Pendekatan Hammett dalam menciptakan solo gitar juga berevolusi, terutama sejak Black Album. Solo ikonik seperti di "Enter Sandman" tercipta begitu cepat, seolah solo itu menulis dirinya sendiri. Namun, untuk lagu seperti "The Unforgiven" yang strukturnya unik (verse heavy, chorus ringan), ia harus mengandalkan spontanitas. Pengalaman ini mengajarkannya bahwa ide terbaik seringkali datang saat ia tidak terlalu banyak berpikir atau menganalisis, cukup membiarkan muse dan semesta mengirimkan nada-nada itu padanya. Ia menolak ‘bekerja keras' seperti mengerjakan aljabar dalam musik.

Menariknya, Kirk Hammett mengaku banyak mendengarkan band-band grunge awal seperti Soundgarden saat menulis riff "Enter Sandman". Keterbukaan pada sound Seattle ini menjelaskan mengapa Black Album (1991) bisa begitu pas dirilis bersamaan dengan ledakan grunge. Hammett adalah penggemar berat era grunge, menyukai Nirvana, Soundgarden, Alice in Chains, dan Mudhoney. Ia bahkan punya kenangan personal dengan Kurt Cobain, yang ternyata adalah fans Metallica dan pernah bertanya apakah mereka akan memainkan "Whiplash" di sebuah konser.

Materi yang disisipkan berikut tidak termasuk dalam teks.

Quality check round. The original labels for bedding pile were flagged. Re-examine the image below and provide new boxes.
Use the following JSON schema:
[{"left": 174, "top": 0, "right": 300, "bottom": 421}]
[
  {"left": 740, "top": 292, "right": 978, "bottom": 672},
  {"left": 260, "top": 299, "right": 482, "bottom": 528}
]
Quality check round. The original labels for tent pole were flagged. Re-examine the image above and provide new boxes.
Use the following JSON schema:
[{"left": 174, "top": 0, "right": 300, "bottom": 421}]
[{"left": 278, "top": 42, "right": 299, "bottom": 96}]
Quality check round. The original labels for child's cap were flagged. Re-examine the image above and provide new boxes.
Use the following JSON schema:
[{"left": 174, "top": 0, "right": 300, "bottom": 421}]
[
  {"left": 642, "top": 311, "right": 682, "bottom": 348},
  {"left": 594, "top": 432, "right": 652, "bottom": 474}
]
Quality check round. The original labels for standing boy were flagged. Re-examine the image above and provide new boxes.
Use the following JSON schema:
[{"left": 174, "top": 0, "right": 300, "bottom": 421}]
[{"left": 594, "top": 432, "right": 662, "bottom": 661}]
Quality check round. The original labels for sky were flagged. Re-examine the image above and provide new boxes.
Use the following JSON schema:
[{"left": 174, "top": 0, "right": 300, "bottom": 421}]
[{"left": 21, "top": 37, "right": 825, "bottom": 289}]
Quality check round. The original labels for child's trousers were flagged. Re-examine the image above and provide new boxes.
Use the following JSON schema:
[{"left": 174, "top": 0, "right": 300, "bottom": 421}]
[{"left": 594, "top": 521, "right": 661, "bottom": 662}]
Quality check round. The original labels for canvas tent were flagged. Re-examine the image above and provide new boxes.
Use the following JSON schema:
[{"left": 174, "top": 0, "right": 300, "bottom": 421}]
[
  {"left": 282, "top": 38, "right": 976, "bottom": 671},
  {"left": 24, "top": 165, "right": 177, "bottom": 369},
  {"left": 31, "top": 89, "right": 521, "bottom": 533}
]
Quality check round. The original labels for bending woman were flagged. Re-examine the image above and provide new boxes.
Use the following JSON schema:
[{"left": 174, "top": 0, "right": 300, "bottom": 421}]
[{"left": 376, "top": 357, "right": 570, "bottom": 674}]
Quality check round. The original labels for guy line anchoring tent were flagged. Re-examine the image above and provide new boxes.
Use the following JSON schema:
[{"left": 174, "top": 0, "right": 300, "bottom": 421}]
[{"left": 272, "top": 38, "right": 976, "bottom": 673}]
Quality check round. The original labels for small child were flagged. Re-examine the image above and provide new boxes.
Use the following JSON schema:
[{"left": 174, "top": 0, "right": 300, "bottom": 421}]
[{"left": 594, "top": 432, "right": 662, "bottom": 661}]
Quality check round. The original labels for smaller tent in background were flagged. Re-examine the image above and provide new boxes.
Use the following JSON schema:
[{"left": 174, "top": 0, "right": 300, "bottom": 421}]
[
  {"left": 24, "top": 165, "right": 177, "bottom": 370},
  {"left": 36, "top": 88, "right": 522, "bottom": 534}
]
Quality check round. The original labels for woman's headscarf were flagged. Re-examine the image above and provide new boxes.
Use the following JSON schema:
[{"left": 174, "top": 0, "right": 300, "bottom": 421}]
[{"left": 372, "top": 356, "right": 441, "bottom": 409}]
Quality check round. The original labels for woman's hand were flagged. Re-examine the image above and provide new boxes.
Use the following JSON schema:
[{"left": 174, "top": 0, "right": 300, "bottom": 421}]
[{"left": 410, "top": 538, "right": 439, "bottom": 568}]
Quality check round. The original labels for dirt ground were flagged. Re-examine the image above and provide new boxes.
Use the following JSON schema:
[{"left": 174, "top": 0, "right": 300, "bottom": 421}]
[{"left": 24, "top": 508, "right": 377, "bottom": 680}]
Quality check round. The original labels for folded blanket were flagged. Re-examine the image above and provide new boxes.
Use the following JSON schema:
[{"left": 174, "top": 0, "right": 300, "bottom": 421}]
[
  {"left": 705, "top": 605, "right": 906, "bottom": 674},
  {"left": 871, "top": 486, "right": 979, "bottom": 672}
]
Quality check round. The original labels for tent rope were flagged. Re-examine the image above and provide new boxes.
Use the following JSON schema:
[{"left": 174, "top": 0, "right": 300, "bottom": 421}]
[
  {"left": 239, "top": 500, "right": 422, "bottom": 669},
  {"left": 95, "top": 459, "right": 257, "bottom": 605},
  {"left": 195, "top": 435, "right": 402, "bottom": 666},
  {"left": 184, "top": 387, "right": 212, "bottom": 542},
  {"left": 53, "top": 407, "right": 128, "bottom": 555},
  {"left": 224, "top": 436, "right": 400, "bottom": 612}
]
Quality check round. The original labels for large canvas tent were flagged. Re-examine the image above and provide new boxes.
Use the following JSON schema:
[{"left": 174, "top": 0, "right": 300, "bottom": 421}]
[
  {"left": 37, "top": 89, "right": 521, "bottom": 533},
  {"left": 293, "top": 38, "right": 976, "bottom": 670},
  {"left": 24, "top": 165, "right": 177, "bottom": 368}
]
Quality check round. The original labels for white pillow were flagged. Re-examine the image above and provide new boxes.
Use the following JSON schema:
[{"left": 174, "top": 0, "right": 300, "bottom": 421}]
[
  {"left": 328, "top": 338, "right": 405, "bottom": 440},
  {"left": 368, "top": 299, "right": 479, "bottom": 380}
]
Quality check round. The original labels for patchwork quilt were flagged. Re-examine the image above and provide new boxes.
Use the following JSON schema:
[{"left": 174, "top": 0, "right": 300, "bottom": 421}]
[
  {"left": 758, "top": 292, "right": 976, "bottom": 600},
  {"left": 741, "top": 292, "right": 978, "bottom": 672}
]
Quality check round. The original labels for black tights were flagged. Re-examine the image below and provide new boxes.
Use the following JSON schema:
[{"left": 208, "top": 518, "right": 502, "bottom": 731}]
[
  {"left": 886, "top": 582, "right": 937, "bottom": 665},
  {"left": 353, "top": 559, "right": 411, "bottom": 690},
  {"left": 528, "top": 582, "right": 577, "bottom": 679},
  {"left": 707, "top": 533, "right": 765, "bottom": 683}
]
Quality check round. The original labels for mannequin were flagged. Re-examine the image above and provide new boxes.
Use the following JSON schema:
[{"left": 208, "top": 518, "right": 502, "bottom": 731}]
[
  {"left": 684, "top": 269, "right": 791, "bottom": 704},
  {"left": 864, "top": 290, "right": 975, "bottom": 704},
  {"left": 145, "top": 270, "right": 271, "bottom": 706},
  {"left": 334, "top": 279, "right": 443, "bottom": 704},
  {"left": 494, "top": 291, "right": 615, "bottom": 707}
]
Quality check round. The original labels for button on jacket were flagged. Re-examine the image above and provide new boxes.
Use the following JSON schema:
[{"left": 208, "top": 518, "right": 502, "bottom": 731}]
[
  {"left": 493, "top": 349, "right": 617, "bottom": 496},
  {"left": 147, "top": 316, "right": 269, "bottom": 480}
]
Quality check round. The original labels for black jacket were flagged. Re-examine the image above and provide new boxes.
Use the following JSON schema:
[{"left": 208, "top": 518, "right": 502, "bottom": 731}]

Popularitas gitar dan solo gitar memang mengalami pasang surut. Hammett ingat masa-masa ketika heavy metal dianggap ‘mati' di akhir 70-an, padahal saat itu sedang mekar-mekarnya di Eropa dan Inggris. Kemudian datang era synth-pop yang mendominasi radio. Kini, siklus serupa terjadi dengan dominasi samples dan produksi digital. Namun, Hammett yakin gitar akan selalu kembali, karena pada akhirnya orang akan merindukan suara organiknya lagi. Argumennya tentang solo gitar di dokumenter Some Kind of Monster tetap relevan: menghapus solo justru akan membuat musik terdengar ketinggalan zaman.

Proyek Solo Eksploratif: Musik adalah Sihir?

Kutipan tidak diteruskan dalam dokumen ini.